Monday 13 June 2011

Yo La Tengo at Royal Festival Hall - 12 June 2011

Yo La Tengo

I’m not really sure why I am here.

I don’t know anything about Yo La Tengo. It’s a Sunday night. This is not my usual habit at all.

This is my second successive evening at the Ray Davies Meltdown. Tonight the great man himself introduces the band. Davies has known them for years and he’s a genuine fan.

Yo La Tengo have been going for nearly a quarter of a century. In that time they have amassed a vast body of work. They are extremely adaptable and have always amused themselves by imposing their own rules and constraints to make the music making process fresh and exciting. They have always relied on their fans to come along for whatever adventure they are currently on. It is a wonderful place for a group of musicians to be in.

On the current tour Yo la Tengo play two sets each evening. The nature of the first of these is determined by a spin of a wheel that is labelled with nine different possible outcomes. These range from a commitment to play a bunch of songs that begin with the letter ‘S’ or songs starting with vowels, to performing a film soundtrack. There is even a possibility that the band will act out an episode of a classic American sitcom in its entirety.

Tonight the wheel is spun and we get... a set by Yo La Tengo’s garage rock alter egos Condo Fucks.

For the next half an hour or so we get a non-stop freewheeling explosion of squalling feedback and guitar mangling. In what will become a theme of the whole night, Ira Kaplan, Georgia Hubley and James McNew swap instruments and vocal duties throughout.

Condo Fucks are a covers band, but there is little that I recognise. The one track that is instantly familiar to UK audiences is a version of The Troggs’ ‘With A Girl Like You’. It is considerably faster and more scuffed up than the original. I suspect that there may have been a Richard Hell cover in there too.

Kaplan in particular gets into the mood, swinging a guitar around his head and using it to generate swathes of white noise and static. It’s a terrific show.

After a short interval Yo La Tengo re-emerge as themselves. They start with an immensely long, apparently semi improvised piece in which various band members take turns to solo against the backdrop of a metronomic bass riff from McNew. It is very indulgent, but crucially, very impressive.

I don’t know any of this stuff, so I’m rather hampered when it comes to describing the events of the rest of the night. Yo La Tengo’s songs seem to broadly fall within three categories – the long, almost Krautrocky wig-out involving lots of guitar distortion; gentle, sweetly sung almost folky ditties, often with beautiful harmonies; and more straight-forward rock numbers.

Instruments are freely exchanged and there is effectively a fourth member of the band, a roadie who constantly supplies them with guitars.

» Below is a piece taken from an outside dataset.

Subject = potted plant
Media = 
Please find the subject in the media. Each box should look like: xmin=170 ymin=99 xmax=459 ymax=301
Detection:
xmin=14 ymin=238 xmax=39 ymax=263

And whichever type of song is being played I absolutely lap it up. I’m in hog heaven. There is nothing that I like more than listening to something that I have not heard before and then having my socks blown off. Yo La Tengo are simply awesome this evening, and I sit mesmerised.

They end with a delightful little piece called ‘My Little Corner of the World’ which features a fine whistling solo. Marvellous stuff.

I am really, really glad that I saw tonight’s show. I’ve now got around a quarter century of music to catch up on.